Fox News flash polls have declared Carly Fiorina and Louisiana Governor Bobby Jindal to be the winners of the GOP's undercard debate -- though whether it's possible to win a debate no one watched, either live in the arena or on television, remains to be seen.
The debate opened with Bill Hemmer and Martha MacCallum demanding the candidates to justify their presence on the dais in the form of a question about why they were seeking the GOP nomination.
Former Texas Governor Rick Perry insisted that he was ready to occupy the highest office in the land in a way that he wasn't in 2012. Carly Fiorina said that her experience at Hewlett-Packard made comparisons to Margaret Thatcher valid. Former Pennsylvania Senator Rick Santorum said his "moment has not passed," and used his losing primary campaign in 2012 as proof that he could win the general election in 2016.
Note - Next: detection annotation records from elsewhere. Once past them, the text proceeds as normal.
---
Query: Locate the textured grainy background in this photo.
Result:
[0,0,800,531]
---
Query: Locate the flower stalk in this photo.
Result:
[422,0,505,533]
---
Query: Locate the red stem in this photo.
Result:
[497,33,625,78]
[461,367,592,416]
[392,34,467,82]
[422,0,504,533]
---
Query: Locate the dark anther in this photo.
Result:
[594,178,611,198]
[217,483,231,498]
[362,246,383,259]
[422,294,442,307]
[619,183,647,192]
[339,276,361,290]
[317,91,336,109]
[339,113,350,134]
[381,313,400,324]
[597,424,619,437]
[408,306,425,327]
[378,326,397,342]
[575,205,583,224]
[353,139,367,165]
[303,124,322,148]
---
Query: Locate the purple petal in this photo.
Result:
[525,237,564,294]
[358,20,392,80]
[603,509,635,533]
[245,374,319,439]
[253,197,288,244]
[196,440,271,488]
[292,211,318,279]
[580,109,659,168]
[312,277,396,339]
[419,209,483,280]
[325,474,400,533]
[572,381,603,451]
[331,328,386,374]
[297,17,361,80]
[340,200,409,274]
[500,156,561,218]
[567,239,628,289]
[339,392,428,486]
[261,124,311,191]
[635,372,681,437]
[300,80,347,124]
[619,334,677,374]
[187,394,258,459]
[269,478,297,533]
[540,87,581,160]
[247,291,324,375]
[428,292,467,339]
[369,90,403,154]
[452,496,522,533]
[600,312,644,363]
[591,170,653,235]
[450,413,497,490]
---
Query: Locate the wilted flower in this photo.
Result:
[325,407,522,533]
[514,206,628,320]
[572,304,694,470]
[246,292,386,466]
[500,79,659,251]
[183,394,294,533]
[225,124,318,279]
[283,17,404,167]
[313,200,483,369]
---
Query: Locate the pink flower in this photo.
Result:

Louisiana Governor Bobby Jindal responded to Martha MacCallum's question about Hillary Clinton beating him in his home state by listing all of his "accomplishments," including gutting the state budget and offering tax breaks to corporations. South Carolina Senator Lindsey Graham said that he would focus on energy independence from people who "hate our guts," because they "hate our guts."
Also, he added, they "hate our guts."
Former New York Governor George Pataki characterized himself as an outsider, saying that in 2012 he was "ready to lead, but not ready to run." Former Virginia Governor Jim Gilmore spoke about "reversing the decline" introduced by President Barack Obama and Hillary Clinton, though in what capacity the latter did so he didn't deign to specify.
MacCallum mentioned that "like it not, there's a huge disparity between the poll numbers you have" and Donald Trump's. Rick Perry used this as an opportunity to speak about his immigration credentials. Carly Fiorina knocked Trump for donating to the Clinton Foundation, suggesting that he's a Democratic plant, if only because no one knows what principles he would govern on.
Hemmer asked Jindal about ISIS, and the Louisiana governor said that he would refer to "the enemy by name," which he said the current president has steadfastly refused to do. Graham called for ground troops in Iraq and Syria, and claimed that anyone who says otherwise is lying to the American people.
The debate then turned to ISIS at home, and MacCullum asked Pataki about the president's "reluctance to label these terrorists as Islamic extremists," asking him whether he'd put mosques under surveillance given conservative's increased interest in religious liberty. Pataki replied that he doesn't consider extremism to be protected speech, and that he would go after any Muslim who appeared to be doing the equivalent of screaming "Fire!" in a crowded theater.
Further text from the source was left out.